Andrx Shareholder Questions Sale Price
By John Dorschner, The Miami Herald
Mar. 29–Andrx’s largest shareholder, MMI Investments, is questioning whether the Davie drug maker is accepting too low a price in its proposed $1.9 billion sale to Watson Pharmaceuticals.
"I am concerned a lot of money is being left on the table," MMI President Clay Lifflander said Tuesday. "At this point, we are highly dubious" of the proposed deal.
Andrx did not respond to requests for comment.
MMI, a small-cap value fund based in New York, owns 9.1 million shares, or 12.3 percent of Andrx.

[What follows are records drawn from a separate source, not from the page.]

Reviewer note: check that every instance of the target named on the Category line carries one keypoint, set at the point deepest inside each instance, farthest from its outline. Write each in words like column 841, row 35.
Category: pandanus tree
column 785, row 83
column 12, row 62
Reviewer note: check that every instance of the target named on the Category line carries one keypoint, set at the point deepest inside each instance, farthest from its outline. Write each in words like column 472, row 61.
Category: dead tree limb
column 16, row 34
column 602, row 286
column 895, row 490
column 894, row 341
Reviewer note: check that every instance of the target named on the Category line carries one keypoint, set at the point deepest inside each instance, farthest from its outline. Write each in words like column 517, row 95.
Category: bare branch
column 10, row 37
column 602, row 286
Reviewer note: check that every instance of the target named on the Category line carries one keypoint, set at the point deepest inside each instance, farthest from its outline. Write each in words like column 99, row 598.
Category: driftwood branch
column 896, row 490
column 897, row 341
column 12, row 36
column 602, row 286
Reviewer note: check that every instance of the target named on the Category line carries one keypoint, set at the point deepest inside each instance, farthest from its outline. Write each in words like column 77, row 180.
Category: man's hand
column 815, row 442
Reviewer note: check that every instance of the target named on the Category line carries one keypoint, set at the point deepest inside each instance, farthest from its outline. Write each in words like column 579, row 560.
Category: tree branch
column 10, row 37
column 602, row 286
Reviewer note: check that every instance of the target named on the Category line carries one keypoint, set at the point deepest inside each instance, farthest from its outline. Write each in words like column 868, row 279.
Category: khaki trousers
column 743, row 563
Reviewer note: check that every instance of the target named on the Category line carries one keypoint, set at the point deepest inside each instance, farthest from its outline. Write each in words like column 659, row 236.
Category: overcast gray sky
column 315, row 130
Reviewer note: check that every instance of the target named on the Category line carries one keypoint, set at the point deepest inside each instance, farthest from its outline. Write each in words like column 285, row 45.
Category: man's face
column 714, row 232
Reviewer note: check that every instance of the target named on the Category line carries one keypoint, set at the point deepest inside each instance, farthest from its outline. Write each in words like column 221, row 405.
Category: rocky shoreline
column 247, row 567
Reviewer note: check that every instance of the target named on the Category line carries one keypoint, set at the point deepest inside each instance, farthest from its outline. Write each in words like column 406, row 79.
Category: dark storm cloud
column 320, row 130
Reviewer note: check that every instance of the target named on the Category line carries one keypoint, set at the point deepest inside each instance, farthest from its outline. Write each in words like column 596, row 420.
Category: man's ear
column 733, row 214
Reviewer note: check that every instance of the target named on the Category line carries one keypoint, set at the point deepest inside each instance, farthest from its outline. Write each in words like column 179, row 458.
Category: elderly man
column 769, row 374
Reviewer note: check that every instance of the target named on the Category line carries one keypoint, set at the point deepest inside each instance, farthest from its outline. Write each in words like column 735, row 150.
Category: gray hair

Lifflander said the fund was still buying hundreds of thousands of shares of Andrx at about $21 a share just hours before the company announced it was being sold to Watson for $25 a share in cash.
Lifflander believed Andrx stock could have risen over $30, perhaps as high as $40 a share, after it had resolved problems with the Food and Drug Administration, which last year stopped approving Andrx’s new drug applications until the company resolved inspectors’ complaints about quality control at its Davie plant.
"This was a total shock," Lifflander said of the proposed purchase by the California-based Watson. "I felt a rug was pulled out from under me."
As a former merger and acquisitions specialist with Smith Barney, Lifflander said he understood the key ingredients in evaluating a deal and that he believes Andrx would be much better off resolving its FDA issues before arranging for a sale.
"If you had a trophy home, and it was hit by lightning and $50,000 in damage, would you try to sell it damaged or would you wait a little and fix it up, and then sell it?" Lifflander asked.
FAA INSPECTION
On March 13, the same day it announced the Watson deal, Andrx said FDA inspectors were once again in the plant, to see whether the company’s responses to inspector complaints were adequate.
Lifflander and some analysts, including Deborah A. Knobelman at Piper Jaffray, believed Andrx would resolve the problems by the second half of this year at the latest.
"If they waited for that, they could have a whole slew of inquiries from buyers," said Lifflander, including aggressive India generic drug manufacturers seeking to move into the United States.
One possibility is that Andrx’s problems with the FDA are more severe than the company has publicly acknowledged, even though on the day the Watson deal was announced, Andrx Chief Executive Thomas Rice told analysts in a conference call he was "hopeful" the FDA issues would be quickly resolved.
‘AT THEIR WORD’
"I’m taking management at their word," Lifflander said. "Maybe I’m a wild-eyed optimist, but I actually thought they were going to resolve their problems."
He, like other investors and analysts, heard Rice say he hired a new management team to fix quality issues raised by the FDA and get the plant a clean bill of health.
Lifflander said he wasn’t concerned about losing money. His fund was buying Andrx at $14 to $21 a share, and will make tens of millions if the Watson deal goes through.
A Business Week story on his views toward Andrx went "a little too far" in saying MMI was opposing the sale, he said. "We’re thinking about it." MMI is waiting until the company releases a proxy statement, explaining how the deal came about, before making a final decision.
Andrx’s second largest shareholder, Iridian Asset Management, which owns 9.05 million shares, or about 12.3 percent of the firm, didn’t respond to a question from The Miami Herald about its position on the Watson deal.